Pour quiconque sait ce que c’est qu’une belle nuit passée en mer, qu’il se représente l’apôtre, se livrant après tant de travaux, avant tant de souffrances, à quelques heures de ce calme dont rien ne peut donner l’idée. Sur quoi se portaient alors ses pensées ? Sans lui prêter une sensibilité rêveuse et efféminée, qui conviendrait mieux à nos âmes qu’à la sienne, quel moment solennel, cependant, que celui où il se trouvait ! Que de souvenirs, que de vagues appréhensions, que de pensées tristes et sérieuses, devaient se presser confusément dans son âme ! Il quittait cette Asie, qui depuis quinze ans avait été pour lui le théâtre des travaux les plus richement bénis, et il la quittait pour ne plus la revoir. Il s’avançait rapidement, au contraire, vers cette ville de Jérusalem, où tout lui annonçait non pas seulement des déceptions, mais des dangers, et des persécutions plus cruelles qu’aucune de celles qu’il avait encore éprouvées. Derrière lui, il laissait des amis qui l’aimaient comme un père ; il avait encore le cœur tout ému des témoignages de tendresse et de dévouement qu’il avait reçus, à Milet, des derniers d’entre eux dont il eût serré la main. En avant, il savait qu’il n’aurait à rencontrer que beaucoup d’inimitié et fort peu de bienveillance. Aussi, dès le principe, il avait entrepris son voyage sous une impression douloureuse. Au moment de partir, il écrivait de Corinthe aux Romains : Mes frères, je vous en supplie par notre Seigneur Jésus-Christ, et par la charité de l’Esprit, combattez avec moi dans vos prières à Dieu pour moi, afin que je sois délivré des rebelles qui sont en Judée, et que mon ministère à Jérusalem soit rendu agréable aux saints. Hélas ! et il avait eu un triste avant-goût des traitements qui l’attendaient, dans le complot que les Juifs avaient formé contre sa vie au moment même de son départ. De ville en ville, enfin, comme il le disait lui-même aux pasteurs d’Éphèse, il avait été averti plus clairement par le Saint-Esprit que des liens et des tribulations l’attendaient au terme de son voyage et qu’il devait se préparer à tous les sacrifices jusqu’à celui de la vie, pour l’amour du Seigneur Jésus. Voilà bien de quoi le plonger dans de tristes réflexions, n’est-ce pas ?

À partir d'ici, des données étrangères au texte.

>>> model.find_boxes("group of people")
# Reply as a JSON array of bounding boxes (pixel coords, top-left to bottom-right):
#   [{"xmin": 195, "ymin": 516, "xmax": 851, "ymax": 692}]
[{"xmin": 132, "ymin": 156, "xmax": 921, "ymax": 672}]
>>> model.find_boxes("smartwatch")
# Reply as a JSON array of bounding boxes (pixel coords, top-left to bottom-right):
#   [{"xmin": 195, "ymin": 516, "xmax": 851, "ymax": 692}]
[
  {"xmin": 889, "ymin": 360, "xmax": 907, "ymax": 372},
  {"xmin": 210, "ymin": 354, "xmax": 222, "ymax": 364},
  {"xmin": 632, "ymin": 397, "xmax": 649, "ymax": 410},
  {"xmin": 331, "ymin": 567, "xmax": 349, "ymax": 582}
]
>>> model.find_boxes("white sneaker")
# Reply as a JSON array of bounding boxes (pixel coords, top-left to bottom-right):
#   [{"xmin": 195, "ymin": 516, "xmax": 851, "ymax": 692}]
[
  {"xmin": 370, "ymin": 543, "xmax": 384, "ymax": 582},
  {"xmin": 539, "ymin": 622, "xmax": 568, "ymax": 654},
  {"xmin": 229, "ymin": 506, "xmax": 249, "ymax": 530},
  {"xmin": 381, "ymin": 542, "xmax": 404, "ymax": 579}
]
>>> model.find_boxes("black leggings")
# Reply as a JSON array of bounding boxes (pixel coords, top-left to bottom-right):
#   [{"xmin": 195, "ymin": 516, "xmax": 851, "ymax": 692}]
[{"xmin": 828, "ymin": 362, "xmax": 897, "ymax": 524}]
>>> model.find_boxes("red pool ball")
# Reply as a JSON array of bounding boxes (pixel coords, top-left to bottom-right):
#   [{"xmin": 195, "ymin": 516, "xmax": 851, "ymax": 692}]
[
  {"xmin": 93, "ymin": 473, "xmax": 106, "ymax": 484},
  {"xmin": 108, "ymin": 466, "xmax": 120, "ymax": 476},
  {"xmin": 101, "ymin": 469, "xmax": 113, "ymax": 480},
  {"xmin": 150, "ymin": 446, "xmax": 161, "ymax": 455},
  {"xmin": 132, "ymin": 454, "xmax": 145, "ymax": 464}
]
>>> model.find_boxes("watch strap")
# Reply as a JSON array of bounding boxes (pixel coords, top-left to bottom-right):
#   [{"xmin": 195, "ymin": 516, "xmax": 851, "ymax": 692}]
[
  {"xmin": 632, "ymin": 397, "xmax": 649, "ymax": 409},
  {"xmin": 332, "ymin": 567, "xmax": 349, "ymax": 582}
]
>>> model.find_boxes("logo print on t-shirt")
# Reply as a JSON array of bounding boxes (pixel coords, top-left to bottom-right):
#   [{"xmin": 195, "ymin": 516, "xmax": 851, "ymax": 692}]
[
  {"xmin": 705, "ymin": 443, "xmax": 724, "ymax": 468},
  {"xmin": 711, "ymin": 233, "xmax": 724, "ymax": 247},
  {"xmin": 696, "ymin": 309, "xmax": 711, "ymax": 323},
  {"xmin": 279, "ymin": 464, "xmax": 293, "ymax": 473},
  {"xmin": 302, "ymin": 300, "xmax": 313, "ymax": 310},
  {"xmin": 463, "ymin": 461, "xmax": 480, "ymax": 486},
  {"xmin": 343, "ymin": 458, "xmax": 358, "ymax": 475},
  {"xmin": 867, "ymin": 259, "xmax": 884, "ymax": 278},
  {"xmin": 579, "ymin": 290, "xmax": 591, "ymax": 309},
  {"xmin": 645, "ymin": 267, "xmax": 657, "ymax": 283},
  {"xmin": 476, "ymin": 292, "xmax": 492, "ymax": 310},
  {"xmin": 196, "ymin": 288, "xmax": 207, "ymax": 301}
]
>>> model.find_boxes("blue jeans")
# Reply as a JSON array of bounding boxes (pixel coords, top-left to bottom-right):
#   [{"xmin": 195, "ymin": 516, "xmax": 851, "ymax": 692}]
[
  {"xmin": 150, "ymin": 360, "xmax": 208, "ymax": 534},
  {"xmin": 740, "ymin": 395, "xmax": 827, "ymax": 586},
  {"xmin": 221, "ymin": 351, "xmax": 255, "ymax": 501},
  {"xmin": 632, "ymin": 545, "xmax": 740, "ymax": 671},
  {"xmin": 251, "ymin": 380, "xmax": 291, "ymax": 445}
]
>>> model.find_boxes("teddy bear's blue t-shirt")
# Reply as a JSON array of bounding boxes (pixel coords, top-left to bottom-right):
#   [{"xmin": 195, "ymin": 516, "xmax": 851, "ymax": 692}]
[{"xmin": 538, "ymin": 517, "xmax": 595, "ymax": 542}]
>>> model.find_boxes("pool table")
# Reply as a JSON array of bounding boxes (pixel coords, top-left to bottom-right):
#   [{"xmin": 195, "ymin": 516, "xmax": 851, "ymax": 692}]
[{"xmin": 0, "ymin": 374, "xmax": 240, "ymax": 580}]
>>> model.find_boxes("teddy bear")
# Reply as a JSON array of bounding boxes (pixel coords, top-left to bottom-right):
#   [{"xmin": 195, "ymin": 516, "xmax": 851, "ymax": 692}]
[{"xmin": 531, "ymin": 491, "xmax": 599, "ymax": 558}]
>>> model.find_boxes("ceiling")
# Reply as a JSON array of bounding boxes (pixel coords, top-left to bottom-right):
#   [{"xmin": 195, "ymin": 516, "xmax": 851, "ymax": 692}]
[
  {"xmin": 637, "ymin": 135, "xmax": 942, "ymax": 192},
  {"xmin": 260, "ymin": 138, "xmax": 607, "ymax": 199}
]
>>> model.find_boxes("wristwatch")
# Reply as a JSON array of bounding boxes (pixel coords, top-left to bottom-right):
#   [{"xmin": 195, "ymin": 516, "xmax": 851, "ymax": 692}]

Et cependant au milieu de tant de sujets de tristesse, que de sujets de joie et d’actions de grâces à repasser aussi dans son cœur ! Si tout devait lui être sujet de tristesse quand il regardait à lui-même, à son passé, à son avenir, tout au contraire ne devait-il pas lui devenir sujet de joie et d’action de grâce, quand il regardait au Seigneur, à l’œuvre du Seigneur, au passé et à l’avenir de cette œuvre ? Le Seigneur a donné de quai chanter pendant la nuit, dit l’Écriture. Et qui n’aime à se représenter celui qui combattait déjà le découragement par des cantiques dans la prison de Philippes, trouvant de nouveau de quoi chanter avec tant de frères qui l’accompagnaient, sur le pont de son navire, alors même qu’il se rendait à Jérusalem pour y être livré ?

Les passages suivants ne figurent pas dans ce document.